US 12,277,492 B2
Kernel-level load balancing across neural engines
Sundararaman Hariharasubramanian, San Jose, CA (US); Xiaozhong Yao, Cupertino, CA (US); and Andrew Yanowitz, Ben Lomand, CA (US)
Assigned to Apple Inc., Cupertino, CA (US)
Filed by Apple Inc., Cupertino, CA (US)
Filed on Oct. 19, 2021, as Appl. No. 17/505,412.
Claims priority of provisional application 63/197,441, filed on Jun. 6, 2021.
Prior Publication US 2022/0391677 A1, Dec. 8, 2022
Int. Cl. G06N 3/063 (2023.01); G06F 9/50 (2006.01); G06F 9/54 (2006.01); G06N 3/04 (2023.01); G06N 3/06 (2006.01); G06N 5/04 (2023.01)

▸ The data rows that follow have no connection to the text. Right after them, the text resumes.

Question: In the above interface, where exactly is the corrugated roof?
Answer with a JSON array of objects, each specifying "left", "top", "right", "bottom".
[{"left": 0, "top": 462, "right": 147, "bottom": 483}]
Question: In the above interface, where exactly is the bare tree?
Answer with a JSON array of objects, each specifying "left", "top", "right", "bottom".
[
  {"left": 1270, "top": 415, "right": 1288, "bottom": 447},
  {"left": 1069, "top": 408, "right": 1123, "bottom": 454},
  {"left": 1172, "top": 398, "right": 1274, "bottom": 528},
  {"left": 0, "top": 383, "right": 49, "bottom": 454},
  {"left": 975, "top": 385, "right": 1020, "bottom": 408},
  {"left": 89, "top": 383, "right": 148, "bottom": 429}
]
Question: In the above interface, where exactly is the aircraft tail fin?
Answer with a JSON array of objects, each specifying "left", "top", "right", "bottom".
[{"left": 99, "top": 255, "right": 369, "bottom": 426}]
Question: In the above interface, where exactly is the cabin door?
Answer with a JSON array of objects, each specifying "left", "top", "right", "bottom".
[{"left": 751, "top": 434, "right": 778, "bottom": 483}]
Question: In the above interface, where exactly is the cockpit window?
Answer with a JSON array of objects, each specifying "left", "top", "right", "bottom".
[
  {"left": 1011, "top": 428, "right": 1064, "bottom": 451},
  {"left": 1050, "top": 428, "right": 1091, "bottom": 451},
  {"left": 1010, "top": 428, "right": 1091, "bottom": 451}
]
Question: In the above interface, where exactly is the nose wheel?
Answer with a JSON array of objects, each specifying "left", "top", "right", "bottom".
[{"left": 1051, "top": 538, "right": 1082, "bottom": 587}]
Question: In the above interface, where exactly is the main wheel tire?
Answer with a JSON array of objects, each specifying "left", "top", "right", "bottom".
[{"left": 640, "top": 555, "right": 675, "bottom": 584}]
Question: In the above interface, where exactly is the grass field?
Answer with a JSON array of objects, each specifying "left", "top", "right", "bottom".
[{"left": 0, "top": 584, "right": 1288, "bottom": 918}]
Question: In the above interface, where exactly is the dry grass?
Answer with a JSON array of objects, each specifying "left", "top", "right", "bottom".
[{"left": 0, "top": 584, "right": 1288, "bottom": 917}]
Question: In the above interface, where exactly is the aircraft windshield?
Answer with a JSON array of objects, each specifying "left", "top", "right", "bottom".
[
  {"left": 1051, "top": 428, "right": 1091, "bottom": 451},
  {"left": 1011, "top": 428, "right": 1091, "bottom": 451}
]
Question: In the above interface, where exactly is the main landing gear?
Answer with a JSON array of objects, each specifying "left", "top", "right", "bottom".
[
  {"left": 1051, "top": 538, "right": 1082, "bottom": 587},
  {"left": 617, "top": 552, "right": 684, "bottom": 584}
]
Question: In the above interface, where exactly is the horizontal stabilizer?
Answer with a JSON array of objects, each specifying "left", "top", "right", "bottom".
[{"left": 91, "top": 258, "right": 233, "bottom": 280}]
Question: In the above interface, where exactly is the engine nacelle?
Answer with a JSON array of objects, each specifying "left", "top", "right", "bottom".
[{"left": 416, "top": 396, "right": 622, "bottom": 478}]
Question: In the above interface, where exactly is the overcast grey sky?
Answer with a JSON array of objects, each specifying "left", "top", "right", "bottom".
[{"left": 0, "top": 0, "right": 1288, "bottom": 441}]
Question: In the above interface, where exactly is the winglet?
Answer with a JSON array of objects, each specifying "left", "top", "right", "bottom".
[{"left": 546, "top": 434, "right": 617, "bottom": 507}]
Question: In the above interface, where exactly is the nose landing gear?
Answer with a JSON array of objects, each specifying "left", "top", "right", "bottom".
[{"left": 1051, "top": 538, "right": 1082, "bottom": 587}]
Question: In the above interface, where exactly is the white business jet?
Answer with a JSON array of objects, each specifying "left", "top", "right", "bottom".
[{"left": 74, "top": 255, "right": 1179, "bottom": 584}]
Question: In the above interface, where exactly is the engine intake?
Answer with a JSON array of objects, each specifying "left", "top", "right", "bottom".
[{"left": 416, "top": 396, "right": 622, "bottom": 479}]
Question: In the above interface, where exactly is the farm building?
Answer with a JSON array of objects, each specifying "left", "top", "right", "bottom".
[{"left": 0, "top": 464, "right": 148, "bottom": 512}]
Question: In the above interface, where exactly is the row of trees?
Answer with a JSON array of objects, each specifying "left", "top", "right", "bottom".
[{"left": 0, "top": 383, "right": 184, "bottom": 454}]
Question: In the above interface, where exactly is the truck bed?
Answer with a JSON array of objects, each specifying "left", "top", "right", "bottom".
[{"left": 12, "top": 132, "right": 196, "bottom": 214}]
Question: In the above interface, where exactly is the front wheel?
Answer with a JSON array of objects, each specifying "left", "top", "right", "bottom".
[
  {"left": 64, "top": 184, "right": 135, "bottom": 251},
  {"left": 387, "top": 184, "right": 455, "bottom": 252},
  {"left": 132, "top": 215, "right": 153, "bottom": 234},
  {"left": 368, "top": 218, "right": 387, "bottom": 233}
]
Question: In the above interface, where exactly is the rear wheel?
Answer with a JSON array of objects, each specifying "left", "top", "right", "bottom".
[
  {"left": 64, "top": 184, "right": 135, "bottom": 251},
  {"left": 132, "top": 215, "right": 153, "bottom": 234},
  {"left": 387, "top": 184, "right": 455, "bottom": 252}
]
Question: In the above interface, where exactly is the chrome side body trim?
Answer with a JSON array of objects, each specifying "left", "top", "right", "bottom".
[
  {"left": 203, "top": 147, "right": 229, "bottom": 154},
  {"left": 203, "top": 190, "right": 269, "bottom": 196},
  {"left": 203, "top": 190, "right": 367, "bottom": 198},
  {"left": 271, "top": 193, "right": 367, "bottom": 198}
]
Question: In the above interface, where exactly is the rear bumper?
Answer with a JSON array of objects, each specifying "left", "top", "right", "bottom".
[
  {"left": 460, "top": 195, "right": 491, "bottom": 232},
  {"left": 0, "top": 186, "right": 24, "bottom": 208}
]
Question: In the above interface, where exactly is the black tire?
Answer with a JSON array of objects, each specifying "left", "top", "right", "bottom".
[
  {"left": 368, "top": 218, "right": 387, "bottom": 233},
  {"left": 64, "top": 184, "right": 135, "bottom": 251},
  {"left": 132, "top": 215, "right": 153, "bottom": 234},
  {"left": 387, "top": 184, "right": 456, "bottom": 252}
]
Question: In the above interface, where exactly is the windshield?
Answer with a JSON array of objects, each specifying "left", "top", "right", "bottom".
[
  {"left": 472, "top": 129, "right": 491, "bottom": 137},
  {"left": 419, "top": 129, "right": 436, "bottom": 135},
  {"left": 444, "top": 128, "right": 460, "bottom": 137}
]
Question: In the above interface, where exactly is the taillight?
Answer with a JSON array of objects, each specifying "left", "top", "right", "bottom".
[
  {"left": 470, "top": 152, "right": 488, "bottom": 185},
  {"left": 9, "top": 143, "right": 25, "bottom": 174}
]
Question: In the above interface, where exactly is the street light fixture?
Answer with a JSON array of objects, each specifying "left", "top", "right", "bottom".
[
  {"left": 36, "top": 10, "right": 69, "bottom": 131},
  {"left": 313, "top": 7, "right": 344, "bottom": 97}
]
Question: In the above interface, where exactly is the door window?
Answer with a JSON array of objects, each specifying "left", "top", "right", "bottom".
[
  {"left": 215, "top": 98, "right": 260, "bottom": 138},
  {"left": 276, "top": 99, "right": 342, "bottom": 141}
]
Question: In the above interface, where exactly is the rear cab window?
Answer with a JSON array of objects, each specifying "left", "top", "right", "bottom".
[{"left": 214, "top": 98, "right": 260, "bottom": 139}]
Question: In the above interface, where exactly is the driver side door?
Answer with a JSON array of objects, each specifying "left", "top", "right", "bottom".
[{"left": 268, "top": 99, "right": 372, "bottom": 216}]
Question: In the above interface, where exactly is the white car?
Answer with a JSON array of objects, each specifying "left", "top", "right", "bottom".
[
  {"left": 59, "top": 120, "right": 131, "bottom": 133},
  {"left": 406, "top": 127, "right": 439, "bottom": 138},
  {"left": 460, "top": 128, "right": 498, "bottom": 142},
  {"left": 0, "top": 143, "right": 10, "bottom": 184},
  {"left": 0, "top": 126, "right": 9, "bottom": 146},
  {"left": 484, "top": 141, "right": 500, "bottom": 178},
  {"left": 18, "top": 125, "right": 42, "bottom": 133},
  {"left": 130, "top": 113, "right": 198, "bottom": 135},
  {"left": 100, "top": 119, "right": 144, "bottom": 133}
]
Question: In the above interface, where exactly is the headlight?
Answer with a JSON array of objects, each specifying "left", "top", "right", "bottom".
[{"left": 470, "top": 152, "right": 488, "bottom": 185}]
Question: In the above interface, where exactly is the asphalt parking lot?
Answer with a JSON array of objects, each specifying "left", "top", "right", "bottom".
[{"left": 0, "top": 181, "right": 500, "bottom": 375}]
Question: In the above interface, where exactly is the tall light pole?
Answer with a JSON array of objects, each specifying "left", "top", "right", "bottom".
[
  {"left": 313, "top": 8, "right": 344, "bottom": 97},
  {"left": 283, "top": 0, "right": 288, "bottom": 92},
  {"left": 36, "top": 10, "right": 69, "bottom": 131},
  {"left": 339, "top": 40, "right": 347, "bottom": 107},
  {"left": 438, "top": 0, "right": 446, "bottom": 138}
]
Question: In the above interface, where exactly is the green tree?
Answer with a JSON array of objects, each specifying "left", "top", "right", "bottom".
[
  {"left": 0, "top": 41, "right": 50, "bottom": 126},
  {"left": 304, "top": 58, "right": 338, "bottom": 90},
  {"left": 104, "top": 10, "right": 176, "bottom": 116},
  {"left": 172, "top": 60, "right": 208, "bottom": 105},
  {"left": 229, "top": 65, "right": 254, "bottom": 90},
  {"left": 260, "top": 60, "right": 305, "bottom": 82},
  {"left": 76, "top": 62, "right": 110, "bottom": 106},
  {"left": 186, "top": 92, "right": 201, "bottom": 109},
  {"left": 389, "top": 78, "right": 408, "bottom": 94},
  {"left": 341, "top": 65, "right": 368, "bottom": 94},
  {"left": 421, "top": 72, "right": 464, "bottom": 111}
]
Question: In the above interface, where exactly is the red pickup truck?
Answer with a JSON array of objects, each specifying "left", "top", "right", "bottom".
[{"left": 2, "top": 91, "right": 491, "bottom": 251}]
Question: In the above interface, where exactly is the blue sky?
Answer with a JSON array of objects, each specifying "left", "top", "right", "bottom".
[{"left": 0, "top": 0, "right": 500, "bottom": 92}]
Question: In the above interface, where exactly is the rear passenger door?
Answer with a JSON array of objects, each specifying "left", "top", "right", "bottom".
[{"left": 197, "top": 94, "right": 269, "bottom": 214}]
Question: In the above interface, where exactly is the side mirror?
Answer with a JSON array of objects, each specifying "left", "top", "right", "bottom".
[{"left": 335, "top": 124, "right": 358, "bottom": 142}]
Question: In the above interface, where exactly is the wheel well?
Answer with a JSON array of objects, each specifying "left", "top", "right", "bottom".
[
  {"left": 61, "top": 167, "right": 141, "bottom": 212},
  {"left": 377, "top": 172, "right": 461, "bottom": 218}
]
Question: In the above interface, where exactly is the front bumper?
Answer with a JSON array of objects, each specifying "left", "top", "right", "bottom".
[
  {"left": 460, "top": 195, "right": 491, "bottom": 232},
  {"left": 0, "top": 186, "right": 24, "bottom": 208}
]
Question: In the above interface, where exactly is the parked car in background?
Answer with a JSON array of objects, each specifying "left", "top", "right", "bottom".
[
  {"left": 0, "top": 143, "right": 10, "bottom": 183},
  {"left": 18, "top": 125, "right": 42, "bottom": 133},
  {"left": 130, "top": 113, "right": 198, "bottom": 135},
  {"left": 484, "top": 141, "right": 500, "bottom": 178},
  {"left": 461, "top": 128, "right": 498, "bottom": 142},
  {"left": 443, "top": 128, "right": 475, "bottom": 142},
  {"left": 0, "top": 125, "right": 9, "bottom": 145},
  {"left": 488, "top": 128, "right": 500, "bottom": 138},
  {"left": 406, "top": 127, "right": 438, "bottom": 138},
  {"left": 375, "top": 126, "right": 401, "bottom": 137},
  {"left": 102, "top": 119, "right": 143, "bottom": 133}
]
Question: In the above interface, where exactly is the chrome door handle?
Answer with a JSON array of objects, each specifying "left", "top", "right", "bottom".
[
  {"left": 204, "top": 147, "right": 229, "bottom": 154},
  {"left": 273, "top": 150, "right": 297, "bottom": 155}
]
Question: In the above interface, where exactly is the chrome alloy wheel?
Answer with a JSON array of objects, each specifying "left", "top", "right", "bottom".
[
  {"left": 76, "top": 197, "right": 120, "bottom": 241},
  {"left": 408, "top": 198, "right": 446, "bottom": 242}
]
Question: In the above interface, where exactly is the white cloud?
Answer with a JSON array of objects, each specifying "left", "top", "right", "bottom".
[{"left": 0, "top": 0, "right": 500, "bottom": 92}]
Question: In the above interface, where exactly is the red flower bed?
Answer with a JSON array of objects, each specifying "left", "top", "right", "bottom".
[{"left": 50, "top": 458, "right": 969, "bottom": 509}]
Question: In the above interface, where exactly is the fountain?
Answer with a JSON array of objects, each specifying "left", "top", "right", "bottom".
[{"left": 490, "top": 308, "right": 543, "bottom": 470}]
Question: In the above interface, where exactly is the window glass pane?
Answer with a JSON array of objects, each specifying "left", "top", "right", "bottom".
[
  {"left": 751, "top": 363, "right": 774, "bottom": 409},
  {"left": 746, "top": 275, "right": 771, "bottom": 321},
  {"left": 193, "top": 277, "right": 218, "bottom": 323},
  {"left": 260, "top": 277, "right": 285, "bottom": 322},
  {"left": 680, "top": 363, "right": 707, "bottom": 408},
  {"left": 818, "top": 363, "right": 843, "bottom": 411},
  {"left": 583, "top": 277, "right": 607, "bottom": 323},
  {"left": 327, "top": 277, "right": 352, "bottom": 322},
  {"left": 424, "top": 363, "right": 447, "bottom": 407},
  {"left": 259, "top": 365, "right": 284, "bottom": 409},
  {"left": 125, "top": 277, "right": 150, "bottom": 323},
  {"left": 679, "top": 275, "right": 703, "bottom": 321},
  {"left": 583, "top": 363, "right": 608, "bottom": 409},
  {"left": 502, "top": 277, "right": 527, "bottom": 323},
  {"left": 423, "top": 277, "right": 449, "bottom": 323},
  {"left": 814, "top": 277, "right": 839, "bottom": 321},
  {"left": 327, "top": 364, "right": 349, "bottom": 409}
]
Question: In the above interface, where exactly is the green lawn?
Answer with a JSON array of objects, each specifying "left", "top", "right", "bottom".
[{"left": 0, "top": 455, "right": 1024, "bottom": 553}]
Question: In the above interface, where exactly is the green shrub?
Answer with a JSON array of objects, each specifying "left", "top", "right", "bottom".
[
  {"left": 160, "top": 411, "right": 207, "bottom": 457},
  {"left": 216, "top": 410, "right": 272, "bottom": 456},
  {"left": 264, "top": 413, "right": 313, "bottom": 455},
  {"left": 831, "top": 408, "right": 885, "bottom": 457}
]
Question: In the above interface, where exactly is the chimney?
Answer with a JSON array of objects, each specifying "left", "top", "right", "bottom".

CPC G06N 3/063 (2013.01) [G06F 9/5083 (2013.01); G06F 9/545 (2013.01); G06N 5/04 (2013.01); G06F 9/5016 (2013.01); G06N 3/04 (2013.01); G06N 3/06 (2013.01)] 20 Claims
OG exemplary drawing
 
1. A method comprising performing on an electronic device comprising circuit engines configured to evaluate a particular type of machine learning model:
receiving, at a first system routine from a first client application, a provisioning request indicating that the first client application includes first code for evaluating the particular type of machine learning model, wherein the first system routine executes in user space of memory on the electronic device;
provisioning the first code for execution on one or more of the circuit engines;
receiving, at a second system routine, an inference request from the first client application for evaluating the particular type of machine learning model, the inference request including first input data upon which the particular type of machine learning model is evaluated, wherein the second system routine executes in kernel space of memory on the electronic device;
receiving, at the second system routine, information about a current status and a historical performance of the circuit engines;
assigning, by the second system routine, the inference request to one or more of the circuit engines based on the information;
evaluating, using the one or more of the circuit engines, the inference request; and
providing a result of the inference request to the first client application.